The United Nations General Assembly’s adoption of resolution A/RES/79/62 in December 2024 crystallized a geopolitical reality that many of us have long warned about: states now expect to address lethal autonomous weapons systems at the level of the full Assembly rather than leaving debate solely to closed technical fora. The resolution passed with overwhelming support, reflecting a broad anxiety about removing human decision from use-of-force choices and a growing demand for concrete international action.

Critically, the resolution instructs the Assembly to convene open informal consultations in 2025, with the objective of complementing work already being pursued under other disarmament instruments and of widening participation to all Member States, observers and relevant civil society actors. That choice of venue - the General Assembly rather than an exclusive treaty negotiating table - is both an opportunity and a test. The General Assembly can be an engine for political momentum and normative clarity. Yet without careful design, it risks producing rhetoric that substitutes for binding rules.

Civil society and human rights organizations have responded to this opening with urgency. Groups that have campaigned for a ban or strict regulation of so-called killer robots view the GA space as a necessary expansion of the debate, one that can surface humanitarian and human rights ramifications often sidelined in purely technical conversations. Their political pressure helped to produce the decisive vote in December, and their evidence and moral framing will matter if the consultations are to yield substance rather than symbolism.

On the technical plane there is no facile reassurance. Recent technical analyses have made plain that advanced autonomy brings systemic risks: opacity in decision pathways, susceptibility to adversarial manipulation, brittleness to distributional shifts between test and operational environments, and emergent behaviors that evade simple verification. These are not hypothetical hairline flaws. They are structural features of the machine-learning paradigms that underpin many candidate systems, and they complicate any regime that assumes neat, auditable lines of causation between sensor input and lethal effect. Treaties that ignore these realities will be brittle in practice.

Legal scholars and policy analysts have therefore begun to map realistic architectures for international instruments. One widely discussed idea is a two-tier approach: prohibitions on a narrow class of systems that cannot, by their nature, comply with international humanitarian law, combined with robust regulatory measures for other systems that retain meaningful human control. Such architectures attempt to reconcile normative urgency with technical nuance, but they also raise hard questions about definitions, thresholds, verification and enforcement. Who judges whether a particular algorithmic function places a system beyond the pale? How do we verify compliance when core technologies are dual-use and widely disseminated? These are not merely legal puzzles. They are engineering, economic and strategic problems rolled into one.

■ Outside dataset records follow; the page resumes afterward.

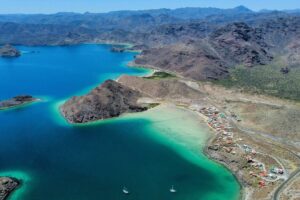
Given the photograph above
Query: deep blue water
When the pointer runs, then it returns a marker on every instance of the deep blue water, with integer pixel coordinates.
(88, 162)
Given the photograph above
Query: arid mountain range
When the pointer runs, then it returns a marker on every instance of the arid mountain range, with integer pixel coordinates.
(198, 43)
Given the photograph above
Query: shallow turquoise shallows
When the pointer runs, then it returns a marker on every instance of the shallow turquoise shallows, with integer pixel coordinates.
(57, 161)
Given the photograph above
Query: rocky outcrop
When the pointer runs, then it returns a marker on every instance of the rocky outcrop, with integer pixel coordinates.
(110, 99)
(211, 58)
(16, 101)
(170, 89)
(9, 51)
(7, 185)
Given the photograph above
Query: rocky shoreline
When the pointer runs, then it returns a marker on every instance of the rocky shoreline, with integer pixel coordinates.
(17, 101)
(7, 186)
(110, 99)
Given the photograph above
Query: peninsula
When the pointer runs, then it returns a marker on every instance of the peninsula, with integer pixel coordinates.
(111, 99)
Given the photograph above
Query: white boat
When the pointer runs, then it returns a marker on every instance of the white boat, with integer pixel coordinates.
(172, 190)
(125, 190)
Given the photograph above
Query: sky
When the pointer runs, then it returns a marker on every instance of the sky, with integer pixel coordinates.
(96, 6)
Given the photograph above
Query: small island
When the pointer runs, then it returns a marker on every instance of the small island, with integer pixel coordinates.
(17, 101)
(9, 51)
(111, 99)
(7, 186)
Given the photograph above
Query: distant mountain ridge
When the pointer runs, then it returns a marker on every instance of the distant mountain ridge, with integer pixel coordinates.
(199, 43)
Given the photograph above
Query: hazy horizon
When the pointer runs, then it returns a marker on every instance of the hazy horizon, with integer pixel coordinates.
(94, 6)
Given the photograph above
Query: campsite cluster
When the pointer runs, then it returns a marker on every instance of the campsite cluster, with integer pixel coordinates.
(262, 169)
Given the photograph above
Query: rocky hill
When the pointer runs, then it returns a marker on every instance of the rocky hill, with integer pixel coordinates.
(111, 99)
(210, 58)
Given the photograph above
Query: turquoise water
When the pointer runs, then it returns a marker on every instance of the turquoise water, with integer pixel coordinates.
(62, 162)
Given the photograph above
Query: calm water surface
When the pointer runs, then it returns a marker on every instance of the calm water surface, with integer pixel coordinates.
(61, 162)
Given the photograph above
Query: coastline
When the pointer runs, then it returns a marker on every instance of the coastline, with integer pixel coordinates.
(132, 64)
(20, 105)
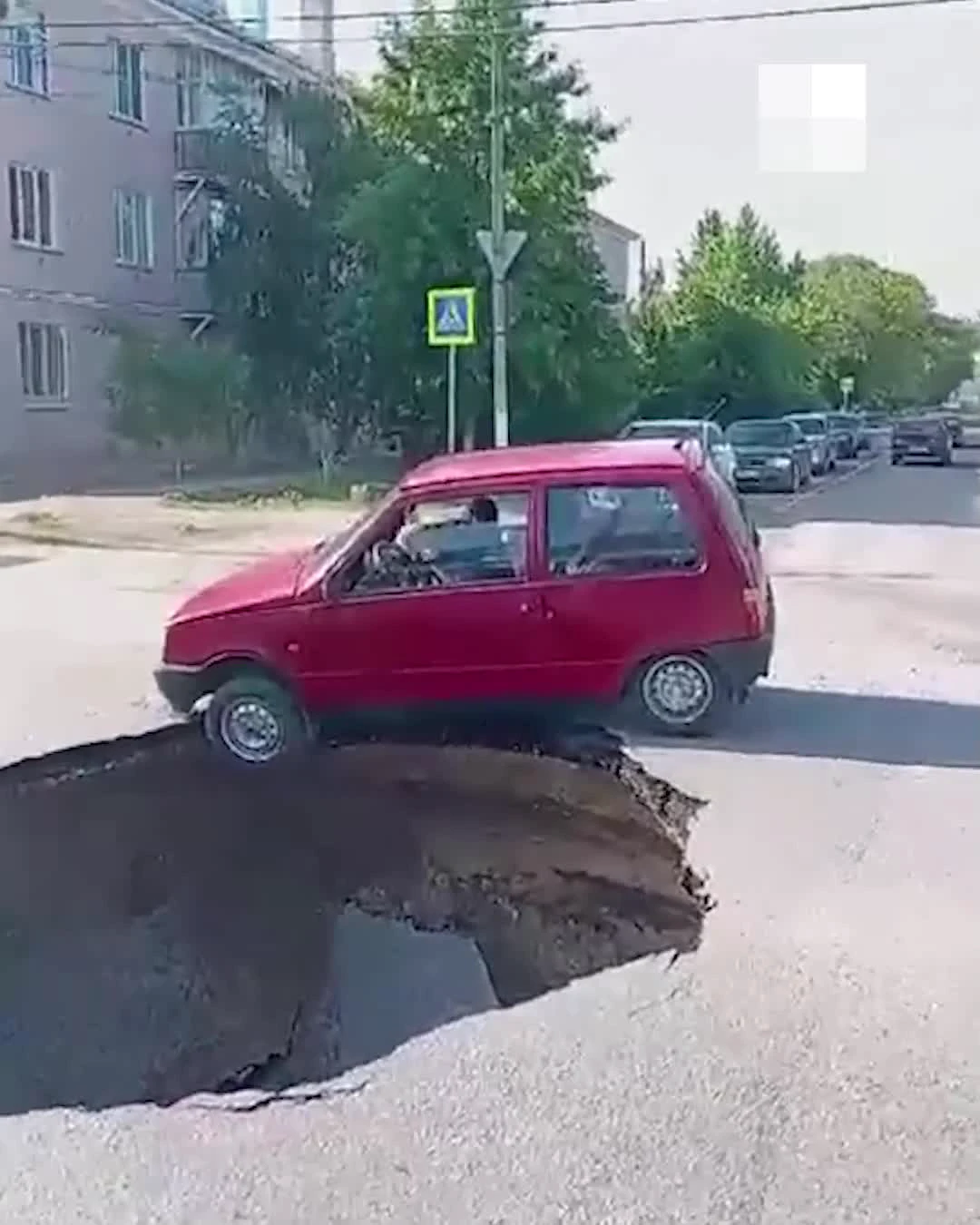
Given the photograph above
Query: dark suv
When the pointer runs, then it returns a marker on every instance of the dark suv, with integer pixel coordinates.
(921, 437)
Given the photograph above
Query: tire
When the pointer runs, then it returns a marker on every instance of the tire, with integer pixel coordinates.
(256, 703)
(710, 696)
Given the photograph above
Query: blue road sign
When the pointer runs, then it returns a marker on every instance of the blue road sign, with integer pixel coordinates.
(452, 316)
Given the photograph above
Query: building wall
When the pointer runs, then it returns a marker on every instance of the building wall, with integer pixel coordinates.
(88, 153)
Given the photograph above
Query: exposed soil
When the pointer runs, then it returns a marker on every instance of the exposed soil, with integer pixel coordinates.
(165, 923)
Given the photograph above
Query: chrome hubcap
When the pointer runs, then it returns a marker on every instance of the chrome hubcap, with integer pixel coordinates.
(251, 730)
(678, 690)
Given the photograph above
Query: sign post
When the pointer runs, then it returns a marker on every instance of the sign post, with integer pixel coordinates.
(452, 325)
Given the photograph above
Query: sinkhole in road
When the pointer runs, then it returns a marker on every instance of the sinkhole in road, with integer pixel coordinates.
(167, 924)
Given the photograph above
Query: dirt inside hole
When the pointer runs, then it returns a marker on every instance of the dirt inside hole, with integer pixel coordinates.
(165, 924)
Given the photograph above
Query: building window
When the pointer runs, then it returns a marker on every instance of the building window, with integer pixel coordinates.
(190, 87)
(128, 67)
(201, 234)
(133, 230)
(44, 361)
(27, 56)
(31, 206)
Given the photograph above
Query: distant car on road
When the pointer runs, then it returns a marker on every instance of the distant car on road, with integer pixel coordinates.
(921, 437)
(955, 426)
(818, 434)
(846, 433)
(770, 454)
(708, 434)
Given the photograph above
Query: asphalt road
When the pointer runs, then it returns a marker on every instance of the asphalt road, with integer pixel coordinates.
(816, 1061)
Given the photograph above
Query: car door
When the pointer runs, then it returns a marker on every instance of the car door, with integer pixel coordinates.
(721, 452)
(459, 642)
(643, 597)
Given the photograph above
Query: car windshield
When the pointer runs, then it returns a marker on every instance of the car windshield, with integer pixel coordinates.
(812, 426)
(663, 430)
(762, 434)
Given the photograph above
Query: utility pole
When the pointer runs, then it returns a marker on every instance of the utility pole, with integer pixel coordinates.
(499, 245)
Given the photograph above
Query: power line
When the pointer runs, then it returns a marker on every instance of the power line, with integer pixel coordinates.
(741, 16)
(714, 18)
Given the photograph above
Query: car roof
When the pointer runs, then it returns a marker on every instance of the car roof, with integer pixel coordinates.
(548, 459)
(759, 420)
(667, 420)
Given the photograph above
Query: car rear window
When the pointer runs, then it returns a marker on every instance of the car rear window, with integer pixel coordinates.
(763, 434)
(619, 529)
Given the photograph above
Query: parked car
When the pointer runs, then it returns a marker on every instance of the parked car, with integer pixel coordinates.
(926, 437)
(769, 455)
(955, 426)
(844, 434)
(818, 433)
(708, 434)
(527, 578)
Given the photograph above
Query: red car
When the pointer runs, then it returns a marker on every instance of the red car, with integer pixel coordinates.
(534, 578)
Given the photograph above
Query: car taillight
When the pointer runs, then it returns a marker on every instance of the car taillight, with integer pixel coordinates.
(753, 601)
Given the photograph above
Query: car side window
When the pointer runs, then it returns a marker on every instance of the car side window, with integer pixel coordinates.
(622, 529)
(448, 543)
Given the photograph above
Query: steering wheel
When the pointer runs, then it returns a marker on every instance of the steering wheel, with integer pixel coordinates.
(406, 566)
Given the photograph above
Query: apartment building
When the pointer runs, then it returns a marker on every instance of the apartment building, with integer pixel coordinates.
(622, 254)
(104, 137)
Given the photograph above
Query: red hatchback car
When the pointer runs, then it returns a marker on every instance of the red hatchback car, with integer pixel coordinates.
(557, 577)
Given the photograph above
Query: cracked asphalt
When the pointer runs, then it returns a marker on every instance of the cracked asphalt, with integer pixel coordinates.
(815, 1061)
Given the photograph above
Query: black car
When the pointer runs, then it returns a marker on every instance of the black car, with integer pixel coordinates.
(769, 455)
(921, 437)
(846, 433)
(818, 434)
(955, 426)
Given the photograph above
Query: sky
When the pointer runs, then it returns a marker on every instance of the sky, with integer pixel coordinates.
(847, 132)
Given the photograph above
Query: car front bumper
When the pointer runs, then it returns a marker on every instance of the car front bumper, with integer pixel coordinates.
(763, 478)
(181, 688)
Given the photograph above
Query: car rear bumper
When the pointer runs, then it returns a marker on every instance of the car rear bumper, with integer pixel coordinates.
(763, 478)
(181, 688)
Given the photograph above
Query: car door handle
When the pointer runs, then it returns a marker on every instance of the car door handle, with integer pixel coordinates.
(536, 606)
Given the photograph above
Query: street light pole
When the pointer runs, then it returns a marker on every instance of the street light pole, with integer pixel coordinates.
(499, 245)
(497, 272)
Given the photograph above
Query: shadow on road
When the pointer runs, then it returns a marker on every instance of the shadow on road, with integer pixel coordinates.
(916, 494)
(850, 727)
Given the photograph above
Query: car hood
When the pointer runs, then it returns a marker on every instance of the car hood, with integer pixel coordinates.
(270, 581)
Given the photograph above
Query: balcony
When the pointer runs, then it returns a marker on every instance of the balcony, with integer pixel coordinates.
(196, 152)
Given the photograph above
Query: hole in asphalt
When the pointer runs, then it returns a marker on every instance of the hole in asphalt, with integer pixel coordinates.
(171, 926)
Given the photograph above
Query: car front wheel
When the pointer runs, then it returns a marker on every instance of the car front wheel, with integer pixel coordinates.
(252, 720)
(681, 695)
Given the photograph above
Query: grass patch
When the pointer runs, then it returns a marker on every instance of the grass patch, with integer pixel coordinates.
(294, 493)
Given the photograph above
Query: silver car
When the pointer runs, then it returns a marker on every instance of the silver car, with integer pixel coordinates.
(710, 435)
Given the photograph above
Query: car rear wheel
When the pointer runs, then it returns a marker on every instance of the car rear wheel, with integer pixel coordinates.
(252, 720)
(681, 695)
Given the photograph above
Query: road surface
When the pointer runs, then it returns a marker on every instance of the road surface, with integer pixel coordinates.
(816, 1061)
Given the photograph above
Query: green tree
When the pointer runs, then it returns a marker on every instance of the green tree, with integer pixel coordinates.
(174, 392)
(427, 109)
(287, 279)
(723, 340)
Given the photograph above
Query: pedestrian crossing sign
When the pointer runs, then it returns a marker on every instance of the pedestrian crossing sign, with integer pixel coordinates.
(452, 316)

Institutional design will determine whether the informal consultations are preparatory steps toward a binding instrument or merely a theatrical airing of positions. The Convention on Certain Conventional Weapons offers one pathway but it is governed by a consensus practice that historically slows progress. The General Assembly space offers inclusivity and political salience but lacks the automatic binding force of a treaty. To make real progress the consultations must produce a clear timetable, agreed procedural steps toward the negotiation of a legally binding instrument and an inclusive mechanism for technical input and verification design. The moment calls for method, not moralizing alone.

Practical content must follow. Any credible treaty architecture should contain several linked elements: a clear, operational definition of prohibited capabilities and functions; an articulation of the standard of meaningful human control and how that standard is to be operationalized in doctrine and design; export and transfer controls adapted to dual-use autonomy frameworks; verification and inspection modalities that address software and data as well as hardware; and an accountability regime that assigns responsibility up the chain from operator to commander to manufacturer when misuse or unlawful harm occurs. These elements will be technically and politically difficult, but the alternative is a diffuse patchwork of national rules that will incentivize arms races and erosion of humanitarian norms.

Finally, negotiators must accept that technology policy is not merely about constraint. It is also about shaping incentives. Treaty text that narrows harmful design choices, specifies compliance tests and funds transparency measures will steer research and procurement toward safer architectures. If the consultations produce only exhortation, private actors and competitive militaries will continue to value capability over caution.

My counsel to delegations preparing for the informal consultations is straightforward: insist on a process that leads to negotiations with legally binding force; insist on participation from engineers and independent auditors so that rules are informed by the limits of current technology; and insist that the resulting instrument include concrete verification and accountability mechanisms. Ethical rhetoric without mechanism will not constrain design choices made under the glare of battlefield exigency. We can choose a path that preserves human dignity and accountability in the face of automation. Or we can accept a future in which machines make decisions that humans will later be asked to justify. Philosophy and policy intersect here, and the cost of error is not merely reputational. It is moral and mortal.